Nadav Safran, director of Harvard's Center for Middle Eastern Studies, said he sought and obtained CIA money for the conference, scheduled next week.

A. Michael Spence, dean of the Harvard facilty of arts and sciences, said Wednesday he is investigating the matter.

''Questions regarding the sponsorship of a conference at the center have come to my attention and are a matter of serious concern,'' he said Thursday in a prepared statement.

The Boston Globe reported today that a copy it obtained of a 1982 contract with the CIA revealed that the Egyptian-born Safran also received $107,430 from the agency to finance the research and writing of his book, ''Saudi Arabia, The Ceaseless Quest for Security,'' published in September by Harvard University Press.

The Harvard Crimson, a student newspaper, reported that none of almost a dozen panelists reached Wednesday knew of CIA financial support for the conference.

Harvard rules require professors to report all outside grants to their faculty superiors and pay Harvard two-thirds of the money to cover such overhead costs as researcher salaries. Faculty guidelines also prohibit secret or classified research on campus.

Safran told the Crimson he did not turn over any of the grant to the university.

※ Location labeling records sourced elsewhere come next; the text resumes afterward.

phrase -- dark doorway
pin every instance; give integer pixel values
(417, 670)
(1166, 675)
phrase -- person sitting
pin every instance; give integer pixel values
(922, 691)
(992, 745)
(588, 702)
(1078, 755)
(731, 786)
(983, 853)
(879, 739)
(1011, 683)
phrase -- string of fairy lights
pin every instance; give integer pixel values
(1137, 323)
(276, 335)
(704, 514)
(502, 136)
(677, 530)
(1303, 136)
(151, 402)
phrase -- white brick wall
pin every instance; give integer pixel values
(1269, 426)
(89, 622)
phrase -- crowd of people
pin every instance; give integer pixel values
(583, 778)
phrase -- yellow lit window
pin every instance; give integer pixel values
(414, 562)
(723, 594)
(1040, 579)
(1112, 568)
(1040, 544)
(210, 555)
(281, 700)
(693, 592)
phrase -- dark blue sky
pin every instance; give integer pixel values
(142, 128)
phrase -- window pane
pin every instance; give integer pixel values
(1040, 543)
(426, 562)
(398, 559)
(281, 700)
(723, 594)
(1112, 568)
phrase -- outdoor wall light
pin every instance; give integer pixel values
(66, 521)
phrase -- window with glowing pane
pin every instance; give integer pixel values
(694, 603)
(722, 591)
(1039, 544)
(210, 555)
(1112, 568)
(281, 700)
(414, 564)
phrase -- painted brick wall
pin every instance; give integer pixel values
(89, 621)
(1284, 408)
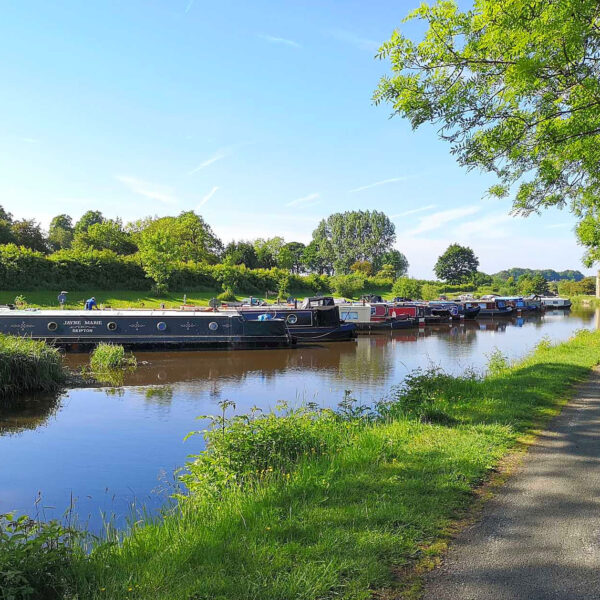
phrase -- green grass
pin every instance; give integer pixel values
(28, 366)
(271, 518)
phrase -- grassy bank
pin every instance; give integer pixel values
(313, 504)
(28, 366)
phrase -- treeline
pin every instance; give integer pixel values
(183, 252)
(547, 274)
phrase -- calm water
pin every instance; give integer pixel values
(106, 450)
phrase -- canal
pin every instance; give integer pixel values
(111, 452)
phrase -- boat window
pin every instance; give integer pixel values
(350, 316)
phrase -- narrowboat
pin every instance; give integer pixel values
(316, 319)
(145, 329)
(555, 302)
(490, 308)
(374, 317)
(520, 304)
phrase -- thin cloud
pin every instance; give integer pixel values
(355, 40)
(218, 155)
(414, 211)
(279, 40)
(436, 220)
(304, 200)
(377, 183)
(148, 190)
(208, 196)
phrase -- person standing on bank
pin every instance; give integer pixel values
(62, 299)
(90, 304)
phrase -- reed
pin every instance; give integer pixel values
(108, 357)
(29, 366)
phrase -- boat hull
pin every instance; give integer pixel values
(151, 330)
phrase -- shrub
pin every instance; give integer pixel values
(110, 356)
(227, 296)
(29, 366)
(405, 287)
(35, 559)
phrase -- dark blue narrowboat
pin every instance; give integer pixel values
(317, 319)
(146, 329)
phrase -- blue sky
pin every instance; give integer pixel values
(257, 115)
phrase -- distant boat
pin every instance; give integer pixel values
(555, 302)
(79, 329)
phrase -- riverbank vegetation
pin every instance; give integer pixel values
(311, 503)
(29, 366)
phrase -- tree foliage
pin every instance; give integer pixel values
(515, 87)
(458, 264)
(344, 238)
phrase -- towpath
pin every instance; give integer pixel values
(539, 537)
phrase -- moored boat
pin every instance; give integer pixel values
(316, 319)
(145, 329)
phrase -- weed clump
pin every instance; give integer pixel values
(28, 366)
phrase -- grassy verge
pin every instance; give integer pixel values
(314, 504)
(28, 366)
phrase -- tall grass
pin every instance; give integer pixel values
(106, 357)
(28, 366)
(315, 504)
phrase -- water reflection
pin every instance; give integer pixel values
(111, 446)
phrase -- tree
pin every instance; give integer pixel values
(28, 233)
(344, 238)
(515, 88)
(397, 260)
(296, 253)
(458, 264)
(240, 253)
(60, 233)
(91, 217)
(108, 235)
(406, 287)
(6, 234)
(364, 267)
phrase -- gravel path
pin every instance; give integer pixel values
(539, 538)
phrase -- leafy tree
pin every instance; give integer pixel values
(317, 257)
(91, 217)
(240, 253)
(515, 88)
(458, 264)
(344, 238)
(6, 234)
(295, 250)
(267, 251)
(397, 260)
(108, 235)
(362, 266)
(406, 287)
(429, 291)
(60, 233)
(28, 233)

He said he kept the money because he arranged the conference on his own rather than on behalf of the Center for Middle Eastern Studies, even though invitations went out on Harvard stationery, the student newspaper said.

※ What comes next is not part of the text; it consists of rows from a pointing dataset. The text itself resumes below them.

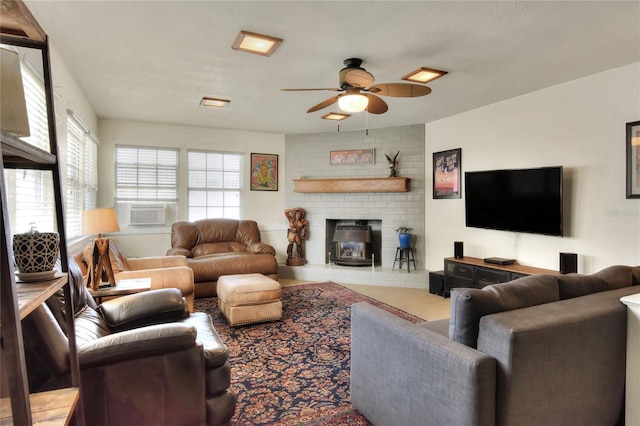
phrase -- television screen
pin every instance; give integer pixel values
(523, 200)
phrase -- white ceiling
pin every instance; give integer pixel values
(154, 60)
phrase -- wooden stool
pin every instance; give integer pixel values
(404, 254)
(249, 298)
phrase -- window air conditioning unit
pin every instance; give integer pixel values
(148, 214)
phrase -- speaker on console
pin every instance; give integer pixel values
(568, 263)
(436, 282)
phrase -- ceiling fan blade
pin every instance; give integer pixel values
(376, 105)
(359, 78)
(335, 89)
(400, 90)
(330, 101)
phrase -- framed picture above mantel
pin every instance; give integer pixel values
(264, 172)
(633, 159)
(446, 174)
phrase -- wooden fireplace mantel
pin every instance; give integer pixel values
(383, 184)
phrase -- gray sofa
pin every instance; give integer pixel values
(540, 350)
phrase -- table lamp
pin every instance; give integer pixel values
(100, 221)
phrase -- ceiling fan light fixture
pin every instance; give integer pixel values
(256, 43)
(214, 102)
(423, 75)
(335, 116)
(355, 102)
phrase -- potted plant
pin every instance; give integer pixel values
(36, 252)
(404, 236)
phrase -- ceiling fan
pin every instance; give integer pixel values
(357, 85)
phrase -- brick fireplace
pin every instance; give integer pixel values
(307, 156)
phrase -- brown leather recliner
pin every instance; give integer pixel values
(216, 247)
(144, 359)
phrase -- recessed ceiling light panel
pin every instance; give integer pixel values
(256, 43)
(423, 75)
(214, 102)
(335, 116)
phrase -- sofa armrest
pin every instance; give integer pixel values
(180, 277)
(260, 248)
(141, 309)
(568, 356)
(156, 262)
(402, 373)
(137, 344)
(179, 251)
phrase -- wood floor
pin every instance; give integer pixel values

''I did not do it through the center because of the 60 percent ... and all the red tape,'' Safran said. ''I don't think it is a 'serious concern.' I'm not blind to the fact that some people think the CIA is a leper.''

He said the money would be used to feed and house the 90 scholars expected to attend the conference.

Safran declined Thursday to discuss the matter further until the university had finished its inquiry.

The Globe said Safran, in an interview Tuesday, declined to identify the conference participants and agenda and and said he planned to bar reporters from the conference to permit ''free and open academic exchange.''

''It is closed to the press because we have guests from overseas, Moslem and Arab ... and we want to have uninhibited discussion,'' he said.

Harvard professors receive millions of dollars in grant money each year from many government agencies, including the CIA.

CIA spokeswoman Patti Volz declined to confirm any agreement with Safran, but said all college and university contracts are cleared with the institutions.

An official in the Harvard Office of Sponsored Research said she had no record of a contract for the conference.

''The proper posture for us would be to defer comment on the matter to Safran and to Harvard,'' George Lauder, chief CIA spokesman, told The Boston Globe.